Son las diez de la mañana de un viernes y el sol de julio entra por la ventana, pero en casa hay una nube gris. Breo, mi golden retriever de ocho años, no es él mismo. Lleva dos días apático, sin tocar la comida, y su mirada ha perdido esa chispa que lo caracteriza. La visita a nuestra veterinaria de toda la vida, en nuestro barrio de Teis, ha sido rápida pero preocupante. La analítica de sangre no muestra nada claro y su veredicto es firme: «No me gusta lo que palpo. No quiero especular. Necesitamos ver qué pasa ahí dentro, y para eso, quiero que lo vea un experto en ecografía veterinaria Vigo.
Esa palabra, «experto», lo cambió todo. No se trataba simplemente de hacer una ecografía, un servicio que muchas clínicas ofrecen. Mi veterinaria me explicó que, igual que en la medicina humana, una cosa es tener el equipo y otra muy distinta es tener el ojo entrenado de un especialista que dedica su carrera a interpretar sombras y ecos, a distinguir un quiste benigno de algo mucho más serio en el hígado o el bazo de un animal. Me dio el contacto de un servicio de referencia en Vigo, un ecografista que trabaja con varios hospitales y clínicas de la ciudad.

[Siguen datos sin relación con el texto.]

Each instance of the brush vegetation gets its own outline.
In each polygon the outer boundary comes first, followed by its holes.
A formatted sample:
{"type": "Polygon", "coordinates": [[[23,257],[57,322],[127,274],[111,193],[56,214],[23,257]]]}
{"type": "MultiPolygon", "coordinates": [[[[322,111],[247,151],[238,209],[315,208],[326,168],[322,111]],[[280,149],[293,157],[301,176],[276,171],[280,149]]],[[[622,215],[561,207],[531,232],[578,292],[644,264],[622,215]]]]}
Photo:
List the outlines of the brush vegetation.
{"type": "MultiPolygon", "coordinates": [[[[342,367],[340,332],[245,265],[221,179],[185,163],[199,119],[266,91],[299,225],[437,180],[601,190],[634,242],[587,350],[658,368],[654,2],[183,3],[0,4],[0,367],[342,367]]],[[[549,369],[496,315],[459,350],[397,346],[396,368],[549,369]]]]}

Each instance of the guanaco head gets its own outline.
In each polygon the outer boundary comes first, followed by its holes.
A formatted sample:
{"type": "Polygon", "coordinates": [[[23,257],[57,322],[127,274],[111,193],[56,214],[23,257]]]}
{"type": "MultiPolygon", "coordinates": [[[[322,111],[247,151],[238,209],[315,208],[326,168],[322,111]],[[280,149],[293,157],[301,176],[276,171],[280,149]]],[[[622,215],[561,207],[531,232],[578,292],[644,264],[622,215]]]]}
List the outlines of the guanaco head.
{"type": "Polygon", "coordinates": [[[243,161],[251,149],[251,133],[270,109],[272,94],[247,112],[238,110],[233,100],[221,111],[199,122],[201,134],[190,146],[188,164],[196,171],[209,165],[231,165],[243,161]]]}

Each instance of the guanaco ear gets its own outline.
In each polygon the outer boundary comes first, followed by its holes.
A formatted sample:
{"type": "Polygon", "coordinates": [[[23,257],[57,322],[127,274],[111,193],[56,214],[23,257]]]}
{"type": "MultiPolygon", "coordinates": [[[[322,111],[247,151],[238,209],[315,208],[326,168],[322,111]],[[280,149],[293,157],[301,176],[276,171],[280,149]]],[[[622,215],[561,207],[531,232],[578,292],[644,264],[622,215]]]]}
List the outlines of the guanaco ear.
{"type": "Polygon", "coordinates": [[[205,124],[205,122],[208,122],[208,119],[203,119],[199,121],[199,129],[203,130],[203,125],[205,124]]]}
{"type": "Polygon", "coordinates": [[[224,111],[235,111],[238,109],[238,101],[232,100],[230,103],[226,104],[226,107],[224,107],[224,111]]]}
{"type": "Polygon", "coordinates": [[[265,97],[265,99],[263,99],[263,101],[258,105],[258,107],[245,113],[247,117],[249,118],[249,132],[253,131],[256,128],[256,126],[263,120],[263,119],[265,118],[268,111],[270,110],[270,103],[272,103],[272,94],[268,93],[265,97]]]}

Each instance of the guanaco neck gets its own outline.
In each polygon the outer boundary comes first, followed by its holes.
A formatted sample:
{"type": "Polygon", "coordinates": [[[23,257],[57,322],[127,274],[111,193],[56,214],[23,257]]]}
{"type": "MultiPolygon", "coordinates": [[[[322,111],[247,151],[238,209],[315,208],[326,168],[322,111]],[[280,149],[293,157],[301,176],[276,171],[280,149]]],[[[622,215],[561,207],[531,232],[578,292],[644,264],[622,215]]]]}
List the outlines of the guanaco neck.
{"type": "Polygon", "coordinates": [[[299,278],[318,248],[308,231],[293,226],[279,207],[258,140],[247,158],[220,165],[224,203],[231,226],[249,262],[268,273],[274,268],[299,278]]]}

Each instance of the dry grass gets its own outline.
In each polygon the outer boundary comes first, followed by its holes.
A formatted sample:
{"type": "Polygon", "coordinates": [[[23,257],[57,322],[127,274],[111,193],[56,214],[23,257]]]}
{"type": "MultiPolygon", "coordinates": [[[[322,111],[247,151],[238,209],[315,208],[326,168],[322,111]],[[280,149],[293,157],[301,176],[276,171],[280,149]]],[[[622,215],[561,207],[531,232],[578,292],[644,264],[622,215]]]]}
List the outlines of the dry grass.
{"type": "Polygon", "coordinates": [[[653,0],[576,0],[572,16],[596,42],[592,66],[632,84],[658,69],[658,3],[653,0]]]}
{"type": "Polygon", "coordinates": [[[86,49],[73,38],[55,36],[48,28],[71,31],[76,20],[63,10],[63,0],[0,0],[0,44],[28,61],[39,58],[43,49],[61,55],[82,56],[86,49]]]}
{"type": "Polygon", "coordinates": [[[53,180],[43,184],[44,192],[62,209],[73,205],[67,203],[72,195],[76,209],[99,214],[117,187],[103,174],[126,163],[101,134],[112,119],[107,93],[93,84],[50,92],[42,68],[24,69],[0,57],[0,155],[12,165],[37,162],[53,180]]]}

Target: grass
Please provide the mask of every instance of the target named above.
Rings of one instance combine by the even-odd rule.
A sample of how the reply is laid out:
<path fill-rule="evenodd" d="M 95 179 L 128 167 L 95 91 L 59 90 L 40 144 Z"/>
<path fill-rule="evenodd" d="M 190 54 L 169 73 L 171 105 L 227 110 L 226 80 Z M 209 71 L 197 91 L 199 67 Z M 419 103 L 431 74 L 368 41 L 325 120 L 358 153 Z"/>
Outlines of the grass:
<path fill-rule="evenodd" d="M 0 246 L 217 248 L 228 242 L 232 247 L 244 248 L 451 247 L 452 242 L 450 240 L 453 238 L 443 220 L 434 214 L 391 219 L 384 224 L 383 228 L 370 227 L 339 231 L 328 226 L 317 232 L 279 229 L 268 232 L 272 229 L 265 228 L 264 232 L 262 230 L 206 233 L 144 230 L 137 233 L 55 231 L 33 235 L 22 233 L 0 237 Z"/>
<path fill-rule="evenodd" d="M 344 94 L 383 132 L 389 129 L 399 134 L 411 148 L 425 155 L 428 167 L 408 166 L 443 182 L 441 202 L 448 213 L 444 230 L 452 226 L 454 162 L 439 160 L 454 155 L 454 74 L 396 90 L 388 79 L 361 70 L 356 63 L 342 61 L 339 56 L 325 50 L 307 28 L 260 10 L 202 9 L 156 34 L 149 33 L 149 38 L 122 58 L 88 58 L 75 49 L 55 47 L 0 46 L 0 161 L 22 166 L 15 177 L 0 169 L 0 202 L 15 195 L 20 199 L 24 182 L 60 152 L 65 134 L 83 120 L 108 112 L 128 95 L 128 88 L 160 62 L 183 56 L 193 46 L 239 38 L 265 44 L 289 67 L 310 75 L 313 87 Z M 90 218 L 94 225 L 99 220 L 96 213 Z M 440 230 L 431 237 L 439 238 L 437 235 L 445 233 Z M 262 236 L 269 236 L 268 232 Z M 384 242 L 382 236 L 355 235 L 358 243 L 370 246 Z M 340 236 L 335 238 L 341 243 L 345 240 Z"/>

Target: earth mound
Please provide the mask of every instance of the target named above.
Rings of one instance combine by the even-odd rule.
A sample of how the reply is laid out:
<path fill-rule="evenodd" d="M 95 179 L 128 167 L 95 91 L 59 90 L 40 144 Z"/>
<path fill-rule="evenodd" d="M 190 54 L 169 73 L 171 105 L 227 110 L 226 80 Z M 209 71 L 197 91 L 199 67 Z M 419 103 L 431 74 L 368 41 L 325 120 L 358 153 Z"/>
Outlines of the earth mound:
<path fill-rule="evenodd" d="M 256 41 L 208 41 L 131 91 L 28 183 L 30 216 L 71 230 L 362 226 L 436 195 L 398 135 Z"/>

La llamada fue tensa, pero conseguí una cita para esa misma mañana en una clínica más grande cerca de la Avenida de Madrid, gracias a una cancelación. El trayecto en coche, con Breo tumbado y mustio en el asiento trasero, se me hizo eterno. La ansiedad era palpable. No buscaba un procedimiento rutinario, buscaba respuestas, y sentía que la persona que iba a realizar la prueba tenía en sus manos la clave de todo.
La sala de ecografía era un espacio en penumbra, dominado por la pantalla del ecógrafo. La especialista, una mujer de trato tranquilo y profesional, manejó a Breo con una suavidad que él agradeció. Le rasuró con cuidado un trocito de la barriga, aplicó el gel frío y empezó a deslizar el transductor. Para mí, la pantalla solo mostraba un remolino de grises y negros sin sentido, pero ella navegaba por los órganos de mi perro con una concentración absoluta, midiendo, capturando imágenes, guardando vídeos. El silencio solo se rompía por el sonido de sus clics y alguna palabra técnica que le decía a su asistente.
Tras lo que pareció una eternidad, terminó. Se giró hacia mí y, por primera vez en días, sentí que pisaba tierra firme. Con las imágenes en la pantalla, empezó a explicarme lo que había visto, señalando una glándula adrenal con un tamaño y una forma anómalos. No eran buenas noticias, pero por fin tenían nombre. Teníamos un diagnóstico preciso. Esa experta no solo había «hecho una ecografía», había iluminado la oscuridad. Su conocimiento nos dio un mapa claro para saber contra qué luchábamos y cuál era el siguiente paso. En Vigo, esa mañana, no encontré solo un servicio, encontré la claridad que tanto necesitábamos.